121793 - RFE: Save complete webpage in one file using data: protocol (RFC 2397)

Reporter

Description

•

23 years ago

Thanks to XML data source syntaxis, it's possible saving HTML document with images, embeds, external styles and scripts in one file. This can be made via Base64 encoding and using "data:" protocol. This option would be third point of drop down menu in "Save as" dialog, for example: Save file as type: Web page, complete, with separate files (*.htm, *.html) Web page, complete, in one whole file (*.htm, *.html) Web page, HTML only (*.htm, *.html) See demonstration of image embedding in attachment.

Manko

Reporter

Comment 1

•

23 years ago

Attached file Demonstration of embedding GIF image directly in document — Details

Markus Gerstel

Comment 2

•

23 years ago

This isn't XHTML-specific. NS4.x knows inline images as well

OS: Windows 2000 → All

Hardware: PC → All

Manko

Reporter

Comment 3

•

23 years ago

Yes, it's right :) But this is standart XML feature.

OS: All → Windows 2000

Hardware: All → PC

Manko

Reporter

Updated

•

23 years ago

OS: Windows 2000 → All

Hardware: PC → All

Markus Gerstel

Comment 4

•

23 years ago

IE doesn't show the image. Valid RFE anyway.

Status: UNCONFIRMED → NEW

Ever confirmed: true

xyzzy

Comment 5

•

23 years ago

Is this the same as bug 40873?

Boris Zbarsky [:bzbarsky]

Comment 6

•

23 years ago

It is. There is no reason to make up our own format when there is a standard format for this. *** This bug has been marked as a duplicate of 40873 ***

Status: NEW → RESOLVED

Closed: 23 years ago

Resolution: --- → DUPLICATE

Manko

Reporter

Comment 7

•

23 years ago

No, in bug 40873 offering to use multipart MIME HTML documents with boundaries. But in this case, I propose to use XML "data:" protocol, without breaking document to parts. This feature allows to get fully W3C standart compliant document, which can be opened with any standart browser, placed to Web server etc. I think, this is more advanced and useful technology in comparison with MHTML.

Markus Gerstel

Comment 8

•

23 years ago

This isn't about RFC 2557, but RFC 2397. It's either wontfix or new, but it's not a duplicate.
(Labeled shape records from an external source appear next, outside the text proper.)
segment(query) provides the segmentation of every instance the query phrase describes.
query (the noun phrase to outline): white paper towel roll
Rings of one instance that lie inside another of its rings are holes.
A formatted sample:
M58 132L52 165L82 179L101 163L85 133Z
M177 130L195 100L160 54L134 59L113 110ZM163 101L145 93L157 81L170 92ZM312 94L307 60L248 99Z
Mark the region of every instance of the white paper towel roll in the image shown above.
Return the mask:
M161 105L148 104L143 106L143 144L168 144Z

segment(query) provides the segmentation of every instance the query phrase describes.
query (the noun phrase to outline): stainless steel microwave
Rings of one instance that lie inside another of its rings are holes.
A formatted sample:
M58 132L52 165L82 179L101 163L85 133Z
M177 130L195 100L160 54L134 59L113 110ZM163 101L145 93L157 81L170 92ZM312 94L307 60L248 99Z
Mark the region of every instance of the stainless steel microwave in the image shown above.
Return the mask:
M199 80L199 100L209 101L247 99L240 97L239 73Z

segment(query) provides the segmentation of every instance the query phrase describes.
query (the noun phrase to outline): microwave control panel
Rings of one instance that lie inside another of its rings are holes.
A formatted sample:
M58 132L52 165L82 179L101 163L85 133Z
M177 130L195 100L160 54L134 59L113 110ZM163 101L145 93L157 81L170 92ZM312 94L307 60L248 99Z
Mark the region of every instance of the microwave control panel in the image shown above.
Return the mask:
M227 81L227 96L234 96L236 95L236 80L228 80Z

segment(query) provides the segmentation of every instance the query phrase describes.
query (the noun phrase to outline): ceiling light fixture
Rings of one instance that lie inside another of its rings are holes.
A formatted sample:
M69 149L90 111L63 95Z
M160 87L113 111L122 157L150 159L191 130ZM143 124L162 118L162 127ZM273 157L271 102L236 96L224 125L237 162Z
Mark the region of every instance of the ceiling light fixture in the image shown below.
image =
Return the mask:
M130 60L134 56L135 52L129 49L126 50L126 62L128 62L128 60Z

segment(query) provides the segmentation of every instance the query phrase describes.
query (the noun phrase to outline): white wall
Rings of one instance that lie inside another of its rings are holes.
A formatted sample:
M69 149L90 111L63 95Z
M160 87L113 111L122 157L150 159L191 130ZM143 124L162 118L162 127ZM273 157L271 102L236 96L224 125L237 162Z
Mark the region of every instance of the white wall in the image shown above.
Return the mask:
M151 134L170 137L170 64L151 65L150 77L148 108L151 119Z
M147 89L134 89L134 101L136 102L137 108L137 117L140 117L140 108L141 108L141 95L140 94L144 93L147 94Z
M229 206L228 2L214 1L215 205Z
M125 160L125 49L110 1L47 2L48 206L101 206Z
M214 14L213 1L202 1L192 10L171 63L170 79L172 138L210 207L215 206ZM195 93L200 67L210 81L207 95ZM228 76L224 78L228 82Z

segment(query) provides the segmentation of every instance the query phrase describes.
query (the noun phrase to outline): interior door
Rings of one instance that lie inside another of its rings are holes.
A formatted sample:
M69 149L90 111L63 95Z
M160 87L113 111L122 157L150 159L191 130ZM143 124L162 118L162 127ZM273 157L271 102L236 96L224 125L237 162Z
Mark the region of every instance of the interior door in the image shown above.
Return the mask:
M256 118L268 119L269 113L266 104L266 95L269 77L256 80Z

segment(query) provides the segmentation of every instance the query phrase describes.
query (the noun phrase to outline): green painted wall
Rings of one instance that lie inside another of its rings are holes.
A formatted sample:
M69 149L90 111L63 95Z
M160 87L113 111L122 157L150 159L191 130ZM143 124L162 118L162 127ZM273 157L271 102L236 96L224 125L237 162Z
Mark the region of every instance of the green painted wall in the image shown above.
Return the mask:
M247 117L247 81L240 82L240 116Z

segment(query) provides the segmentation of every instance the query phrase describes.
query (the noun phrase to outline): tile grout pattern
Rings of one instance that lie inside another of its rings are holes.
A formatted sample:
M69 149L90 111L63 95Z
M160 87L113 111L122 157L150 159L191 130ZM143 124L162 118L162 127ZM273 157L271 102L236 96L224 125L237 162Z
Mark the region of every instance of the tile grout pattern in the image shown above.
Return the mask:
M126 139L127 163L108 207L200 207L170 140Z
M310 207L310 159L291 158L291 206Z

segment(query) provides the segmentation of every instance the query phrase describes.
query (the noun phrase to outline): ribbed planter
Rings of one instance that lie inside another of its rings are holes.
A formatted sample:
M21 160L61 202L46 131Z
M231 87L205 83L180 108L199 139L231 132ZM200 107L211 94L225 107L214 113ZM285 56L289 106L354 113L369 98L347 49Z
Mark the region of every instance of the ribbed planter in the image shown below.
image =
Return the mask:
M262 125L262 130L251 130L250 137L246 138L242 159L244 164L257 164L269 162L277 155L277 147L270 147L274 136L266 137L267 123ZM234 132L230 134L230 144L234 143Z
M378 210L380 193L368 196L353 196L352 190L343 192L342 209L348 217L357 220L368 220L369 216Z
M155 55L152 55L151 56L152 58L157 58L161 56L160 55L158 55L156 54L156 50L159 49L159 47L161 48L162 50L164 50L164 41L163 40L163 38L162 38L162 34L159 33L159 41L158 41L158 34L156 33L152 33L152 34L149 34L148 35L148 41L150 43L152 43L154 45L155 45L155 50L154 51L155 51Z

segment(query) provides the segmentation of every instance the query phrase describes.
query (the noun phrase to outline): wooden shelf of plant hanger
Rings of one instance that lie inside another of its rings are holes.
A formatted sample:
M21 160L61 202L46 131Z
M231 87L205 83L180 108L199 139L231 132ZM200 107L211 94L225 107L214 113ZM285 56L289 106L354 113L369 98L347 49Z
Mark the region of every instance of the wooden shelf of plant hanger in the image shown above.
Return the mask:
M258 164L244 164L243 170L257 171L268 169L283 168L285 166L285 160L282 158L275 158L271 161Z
Status: RESOLVED → REOPENED

Resolution: DUPLICATE → ---

Summary: It's possible to save complete page with all embedded external objects as one whole file. → RFE: Save as RFC 2397 HTML; complete webpage in one file

Boris Zbarsky [:bzbarsky]

Comment 9

•

23 years ago

Ah. Ok, I had misunderstood... A point of reference (from rfc 2397): The "data:" URL scheme is only useful for short values. Note that some applications that use URLs may impose a length limit; for example, URLs embedded within <A> anchors in HTML have a length limit determined by the SGML declaration for HTML [RFC1866]. The LITLEN (1024) limits the number of characters which can appear in a single attribute value literal, the ATTSPLEN (2100) limits the sum of all lengths of all attribute value specifications which appear in a tag, and the TAGLEN (2100) limits the overall length of a tag. Thus if we do this we have to be careful to only offer it as an option in cases when all the linked content is smaller than the relevant limits.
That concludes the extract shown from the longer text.